James gasped and dropped his arms to his chest, and his eyes shot open, wide; they were staring right at Catherine, staring through her. She was startled by his expression, which seemed almost terrified, and she took a step back, but in the next instant James was blinking sleepily, stretching, and he looked like himself again.

“Morning,” she said brightly, reaching down to stipple her fingertips on his bare shoulder.

“No, no,” he said, burying his head in his pillow. “It’s not morning, Catherine. Go away. It’s still the middle of the night.”

“It’s getting-up time,” she said, crossing to the window and opening the shutters. “God, this room is always so stuffy the morning after we have people round.”

He raised himself to his elbows and frowned at her. “Oh, so I’m a ‘person round,’ am I?”

“What are you going to get up to today?” she said, coming back to the couch.

“You tell me,” he shrugged. “Another day of staring at the older men you have a Daddy fetish about, presumably. God, you’ve no taste at all, Reilly, do you know that?”

She pushed his head into the pillow until he bawled in protest, and then she released him, laughing. He twisted around and grabbed her, his hands tickling her waist, inching towards her belly button; she squealed and tried to wriggle away from him, but he had her. He pulled her down, and pressed his face into the back of her neck, growling, squeezing her so tight that she could hardly breathe. She pushed back against him, but he had stopped tickling her now; he had stopped moving altogether, and now his body against hers was solid and still. He sighed.

“So what are we doing today, Brain?”

It was one of their routines, a quote from a cartoon they both found hilarious, and Catherine responded without missing a beat. “The same thing we do every day, Pinky.
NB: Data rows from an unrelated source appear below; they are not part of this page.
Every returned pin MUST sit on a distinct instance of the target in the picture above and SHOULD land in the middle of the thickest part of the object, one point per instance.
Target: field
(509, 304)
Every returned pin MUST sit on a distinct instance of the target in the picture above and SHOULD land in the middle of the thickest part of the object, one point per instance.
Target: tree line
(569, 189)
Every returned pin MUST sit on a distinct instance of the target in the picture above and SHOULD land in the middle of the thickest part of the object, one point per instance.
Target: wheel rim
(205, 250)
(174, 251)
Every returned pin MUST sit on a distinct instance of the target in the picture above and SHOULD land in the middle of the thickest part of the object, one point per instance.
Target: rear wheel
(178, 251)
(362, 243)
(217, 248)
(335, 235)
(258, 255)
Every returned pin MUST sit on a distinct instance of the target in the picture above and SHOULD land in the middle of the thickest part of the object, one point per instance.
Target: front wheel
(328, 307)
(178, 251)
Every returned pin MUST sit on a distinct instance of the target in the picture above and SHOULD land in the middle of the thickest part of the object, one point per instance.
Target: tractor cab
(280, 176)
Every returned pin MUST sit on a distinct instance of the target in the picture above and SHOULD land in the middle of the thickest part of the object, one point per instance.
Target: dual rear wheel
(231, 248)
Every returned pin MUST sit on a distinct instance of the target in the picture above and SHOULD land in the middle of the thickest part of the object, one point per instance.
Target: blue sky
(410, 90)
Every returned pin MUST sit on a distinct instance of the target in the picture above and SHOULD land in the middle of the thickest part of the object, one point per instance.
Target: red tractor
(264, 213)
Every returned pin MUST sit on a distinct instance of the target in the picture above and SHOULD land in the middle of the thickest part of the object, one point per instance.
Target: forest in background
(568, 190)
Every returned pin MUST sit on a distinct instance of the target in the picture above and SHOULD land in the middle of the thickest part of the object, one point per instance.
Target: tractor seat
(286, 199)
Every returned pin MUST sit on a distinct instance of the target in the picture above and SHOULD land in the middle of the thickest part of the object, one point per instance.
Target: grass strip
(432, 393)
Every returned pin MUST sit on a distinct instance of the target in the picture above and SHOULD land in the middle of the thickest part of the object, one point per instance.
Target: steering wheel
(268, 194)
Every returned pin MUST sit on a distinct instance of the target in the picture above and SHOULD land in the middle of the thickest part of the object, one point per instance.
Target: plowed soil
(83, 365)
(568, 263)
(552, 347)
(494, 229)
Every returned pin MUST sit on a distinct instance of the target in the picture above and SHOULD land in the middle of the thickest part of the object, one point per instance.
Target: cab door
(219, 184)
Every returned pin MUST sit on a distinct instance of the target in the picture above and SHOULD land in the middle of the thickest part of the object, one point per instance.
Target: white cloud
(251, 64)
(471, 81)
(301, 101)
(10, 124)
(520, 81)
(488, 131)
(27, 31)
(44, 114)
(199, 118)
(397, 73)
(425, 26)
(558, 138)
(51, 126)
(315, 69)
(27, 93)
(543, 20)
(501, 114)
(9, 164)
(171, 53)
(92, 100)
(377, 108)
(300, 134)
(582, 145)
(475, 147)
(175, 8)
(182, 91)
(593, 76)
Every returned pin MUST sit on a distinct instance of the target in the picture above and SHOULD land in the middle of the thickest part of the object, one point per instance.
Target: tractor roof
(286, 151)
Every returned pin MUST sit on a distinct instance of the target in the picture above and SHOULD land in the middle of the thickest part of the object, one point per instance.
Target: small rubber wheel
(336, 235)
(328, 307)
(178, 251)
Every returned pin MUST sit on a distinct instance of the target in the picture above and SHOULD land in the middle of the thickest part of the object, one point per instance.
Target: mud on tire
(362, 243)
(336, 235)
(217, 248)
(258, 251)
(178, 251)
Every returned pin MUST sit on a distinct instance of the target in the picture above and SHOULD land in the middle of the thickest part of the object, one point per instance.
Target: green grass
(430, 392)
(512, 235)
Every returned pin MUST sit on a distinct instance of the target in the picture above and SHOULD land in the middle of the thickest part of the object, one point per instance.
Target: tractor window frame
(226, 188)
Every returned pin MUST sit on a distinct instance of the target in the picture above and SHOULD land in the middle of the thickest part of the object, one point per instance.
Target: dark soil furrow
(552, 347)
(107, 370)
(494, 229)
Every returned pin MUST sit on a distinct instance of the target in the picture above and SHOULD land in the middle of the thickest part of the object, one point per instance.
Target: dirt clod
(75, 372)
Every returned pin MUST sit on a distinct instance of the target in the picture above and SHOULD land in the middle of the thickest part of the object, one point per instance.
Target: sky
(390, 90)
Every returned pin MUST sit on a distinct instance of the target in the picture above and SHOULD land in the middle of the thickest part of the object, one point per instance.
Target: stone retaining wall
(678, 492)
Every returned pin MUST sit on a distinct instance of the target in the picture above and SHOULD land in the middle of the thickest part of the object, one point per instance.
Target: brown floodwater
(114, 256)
Try to take over the world!

“Oh, Reilly,” he said, nuzzling her, “we’re awful eejits, do you know that?”

“I know,” she said, happily.

“So, what are we doing today?”

“Well, I have a load of lectures. And I have to meet up with Dr. Parker to ask him about my Plath essay.”

“Daddy, Daddy…”

“Shut up, ” she said, kicking back at him. He snorted.

“All right,” he said, and on her neck she felt the scrape of his stubble. “Will I come in with you, then? Or what do you want to do?”
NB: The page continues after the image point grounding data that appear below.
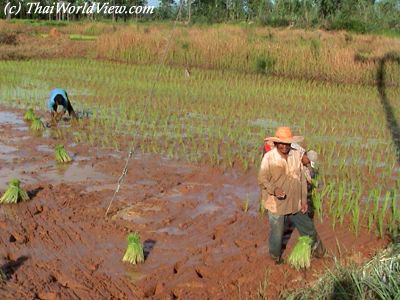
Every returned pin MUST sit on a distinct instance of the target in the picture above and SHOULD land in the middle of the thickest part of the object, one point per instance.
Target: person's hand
(305, 160)
(304, 208)
(279, 193)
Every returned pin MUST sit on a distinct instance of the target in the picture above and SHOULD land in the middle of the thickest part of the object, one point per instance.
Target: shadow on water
(391, 121)
(9, 268)
(32, 193)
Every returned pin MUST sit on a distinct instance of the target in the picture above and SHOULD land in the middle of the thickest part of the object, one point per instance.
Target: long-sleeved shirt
(276, 171)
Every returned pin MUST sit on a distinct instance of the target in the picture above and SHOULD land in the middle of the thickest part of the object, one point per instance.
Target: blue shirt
(53, 94)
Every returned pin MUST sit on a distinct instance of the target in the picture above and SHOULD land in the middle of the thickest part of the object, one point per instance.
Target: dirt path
(199, 243)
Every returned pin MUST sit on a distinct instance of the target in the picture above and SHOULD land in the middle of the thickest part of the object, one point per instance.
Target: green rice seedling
(61, 154)
(300, 257)
(29, 115)
(14, 193)
(37, 124)
(134, 253)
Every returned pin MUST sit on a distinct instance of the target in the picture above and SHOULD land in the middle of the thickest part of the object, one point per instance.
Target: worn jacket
(289, 175)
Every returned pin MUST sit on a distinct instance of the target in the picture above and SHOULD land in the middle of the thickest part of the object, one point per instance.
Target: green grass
(377, 279)
(221, 118)
(82, 37)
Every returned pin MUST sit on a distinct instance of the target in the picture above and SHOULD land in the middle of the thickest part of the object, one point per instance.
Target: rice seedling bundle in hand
(14, 193)
(37, 124)
(29, 115)
(61, 155)
(134, 254)
(301, 254)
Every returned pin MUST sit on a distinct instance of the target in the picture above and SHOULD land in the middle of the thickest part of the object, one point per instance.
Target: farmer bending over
(284, 191)
(59, 97)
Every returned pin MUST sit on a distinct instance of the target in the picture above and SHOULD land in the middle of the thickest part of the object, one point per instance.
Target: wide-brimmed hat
(284, 135)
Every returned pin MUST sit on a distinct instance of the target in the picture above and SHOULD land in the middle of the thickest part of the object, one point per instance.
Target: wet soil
(199, 243)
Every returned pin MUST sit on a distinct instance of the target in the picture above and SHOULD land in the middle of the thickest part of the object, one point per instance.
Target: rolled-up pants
(302, 222)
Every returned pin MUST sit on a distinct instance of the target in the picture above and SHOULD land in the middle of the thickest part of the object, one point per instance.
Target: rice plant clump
(37, 124)
(61, 154)
(29, 115)
(14, 193)
(301, 254)
(134, 253)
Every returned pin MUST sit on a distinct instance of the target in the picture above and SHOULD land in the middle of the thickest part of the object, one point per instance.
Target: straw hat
(284, 135)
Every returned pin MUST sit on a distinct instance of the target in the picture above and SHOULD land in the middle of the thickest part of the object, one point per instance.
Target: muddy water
(198, 242)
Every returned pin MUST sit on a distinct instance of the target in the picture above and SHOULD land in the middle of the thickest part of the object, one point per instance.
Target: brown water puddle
(198, 242)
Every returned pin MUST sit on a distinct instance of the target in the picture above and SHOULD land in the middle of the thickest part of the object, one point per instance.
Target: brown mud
(199, 243)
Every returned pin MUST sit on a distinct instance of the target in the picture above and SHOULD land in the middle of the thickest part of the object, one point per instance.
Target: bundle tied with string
(134, 253)
(14, 193)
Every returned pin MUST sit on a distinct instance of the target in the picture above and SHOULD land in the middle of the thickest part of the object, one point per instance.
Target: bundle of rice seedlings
(29, 115)
(301, 254)
(61, 155)
(134, 253)
(37, 124)
(14, 193)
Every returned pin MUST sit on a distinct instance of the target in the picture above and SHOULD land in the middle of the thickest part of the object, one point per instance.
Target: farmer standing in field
(59, 97)
(284, 192)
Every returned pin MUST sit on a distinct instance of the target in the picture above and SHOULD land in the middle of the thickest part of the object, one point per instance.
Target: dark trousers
(302, 222)
(67, 104)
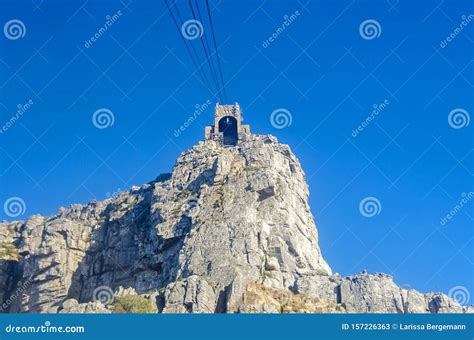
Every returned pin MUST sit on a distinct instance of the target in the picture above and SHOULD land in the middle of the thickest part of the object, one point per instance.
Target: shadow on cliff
(128, 252)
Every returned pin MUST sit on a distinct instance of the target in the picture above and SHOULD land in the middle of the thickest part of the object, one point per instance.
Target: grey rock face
(193, 240)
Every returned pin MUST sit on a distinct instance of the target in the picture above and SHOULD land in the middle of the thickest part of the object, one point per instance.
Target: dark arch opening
(228, 127)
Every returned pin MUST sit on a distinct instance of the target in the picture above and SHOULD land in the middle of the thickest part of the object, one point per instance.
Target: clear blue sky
(319, 68)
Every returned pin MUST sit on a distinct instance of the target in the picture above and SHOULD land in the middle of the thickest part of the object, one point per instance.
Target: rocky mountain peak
(229, 230)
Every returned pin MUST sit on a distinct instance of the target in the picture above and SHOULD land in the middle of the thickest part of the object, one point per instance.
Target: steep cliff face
(229, 230)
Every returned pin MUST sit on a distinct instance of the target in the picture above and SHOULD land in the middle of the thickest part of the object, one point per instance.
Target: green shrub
(133, 304)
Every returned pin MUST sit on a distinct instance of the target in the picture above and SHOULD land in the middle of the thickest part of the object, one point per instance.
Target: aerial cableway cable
(193, 56)
(217, 50)
(205, 46)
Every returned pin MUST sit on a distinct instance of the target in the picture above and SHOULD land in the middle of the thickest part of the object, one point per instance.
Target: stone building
(227, 128)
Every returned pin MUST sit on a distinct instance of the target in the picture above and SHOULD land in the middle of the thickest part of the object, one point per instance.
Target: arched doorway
(228, 127)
“Oh,” she said, surprised. “You want to come in to college with me again?”

“Oh,” he said, sounding embarrassed. “Was that not the plan? I thought—”
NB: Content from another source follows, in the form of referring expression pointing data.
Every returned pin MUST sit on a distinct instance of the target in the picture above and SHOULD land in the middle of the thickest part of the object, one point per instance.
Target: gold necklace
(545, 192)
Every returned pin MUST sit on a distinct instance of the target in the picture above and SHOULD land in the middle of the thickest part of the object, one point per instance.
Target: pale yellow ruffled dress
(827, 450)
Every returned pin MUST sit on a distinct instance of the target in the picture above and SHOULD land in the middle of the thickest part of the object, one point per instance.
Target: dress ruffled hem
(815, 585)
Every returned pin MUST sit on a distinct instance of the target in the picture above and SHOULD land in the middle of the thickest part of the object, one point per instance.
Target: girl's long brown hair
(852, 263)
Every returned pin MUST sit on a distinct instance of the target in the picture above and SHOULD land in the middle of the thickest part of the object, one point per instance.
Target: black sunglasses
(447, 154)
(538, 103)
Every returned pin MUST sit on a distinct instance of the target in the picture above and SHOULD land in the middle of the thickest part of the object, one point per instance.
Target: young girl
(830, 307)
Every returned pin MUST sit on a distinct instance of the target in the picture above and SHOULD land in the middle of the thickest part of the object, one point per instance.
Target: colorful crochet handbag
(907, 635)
“No, no,” she said, feeling embarrassed herself now; she was actually blushing, and so glad that she had her back to him so that he could not see her, “Of course you can come in to college with me. I just thought…”

“Oh, well, I won’t if you don’t want me to,” he said, and she could feel the pillow jolting as he shook his head. “No, no. Of course. You have your lectures. Sure if I wanted to go to lectures, I’d have gone to college myself.”

“It’s just,” she said, and she turned around now to face him. His morning breath hit her; she reeled for a second but managed not to let her reaction show. “It’s just, yeah, I thought you’d have your own stuff to do. You said you wanted to find a darkroom this week, and look for a job, maybe, and—”

“Yeah,” he said, quietly.

“I mean, we can meet up later.”

“I’ll walk in with you anyway,” he said, “and then we can make our arrangements for later. Does that sound OK?”

“OK,” she said, but uncertainly, and she knew he heard the uncertainty in her tone, and she saw him react to it — a sort of wincing, a sort of tightening and thinning of his mouth, a darkening of his eyes — so, to try and change the mood, she shook him, and bounced on him, and tickled him until he begged her to stop.

“Now, up, ” she said then, getting to her feet and heading towards the kitchen. “It’s a new day. New dawn.”

“Fuck the dawn,” she heard James mutter from behind her, as he snuggled back into his makeshift bed.